Shortcuts

Exporting Models and Checkpoints

After training a model that achieves satisfactory performance, it is often important to export the model for use outside Determined (e.g., to deploy the model as part of a web service or on an embedded device). In the current version of Determined, exporting models is supported by copying the checkpoints that are automatically created during the training process.

A checkpoint includes the model definition (Python source code), experiment configuration file, network architecture, and the values of the model’s parameters (i.e., weights) and hyperparameters. When using a stateful optimizer during training, checkpoints will also include the state of the optimizer (i.e., learning rate). Users can also embed arbitrary metadata in checkpoints via a Python API.

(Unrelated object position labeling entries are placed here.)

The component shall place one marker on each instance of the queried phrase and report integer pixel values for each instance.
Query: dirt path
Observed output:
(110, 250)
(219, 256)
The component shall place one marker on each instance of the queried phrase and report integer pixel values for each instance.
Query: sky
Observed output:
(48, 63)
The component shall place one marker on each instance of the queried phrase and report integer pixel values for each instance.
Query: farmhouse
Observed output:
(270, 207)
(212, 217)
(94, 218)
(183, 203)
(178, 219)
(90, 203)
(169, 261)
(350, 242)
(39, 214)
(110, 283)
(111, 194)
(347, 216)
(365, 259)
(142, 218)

The exact checkpoint format depends on the application framework being used:

TensorFlow Estimator

Trials are checkpointed using the SavedModel format. Please consult the TensorFlow documentation for details on how to restore models from the SavedModel format.

TensorFlow Keras

Trials are checkpointed to a file named determined-keras-model.h5 using tf.keras.models.save_model. You can learn more from the TF Keras docs.

PyTorch

Trials are checkpointed as a state-dict.pth file. This file is created in a similar manner to the procedure described in the PyTorch documentation. Instead of the fields in the documentation linked above, the dictionary will have four keys: models_state_dict, optimizers_state_dict, lr_schedulers_state_dict, and callbacks, which are the state_dict of the models, optimizers, LR schedulers, and callbacks respectively.

Determined will automatically create checkpoints for each trial in an experiment. Checkpoints are created in four situations:

  1. When Determined suspends training of a trial at one agent, before later resuming training that trial at a different agent.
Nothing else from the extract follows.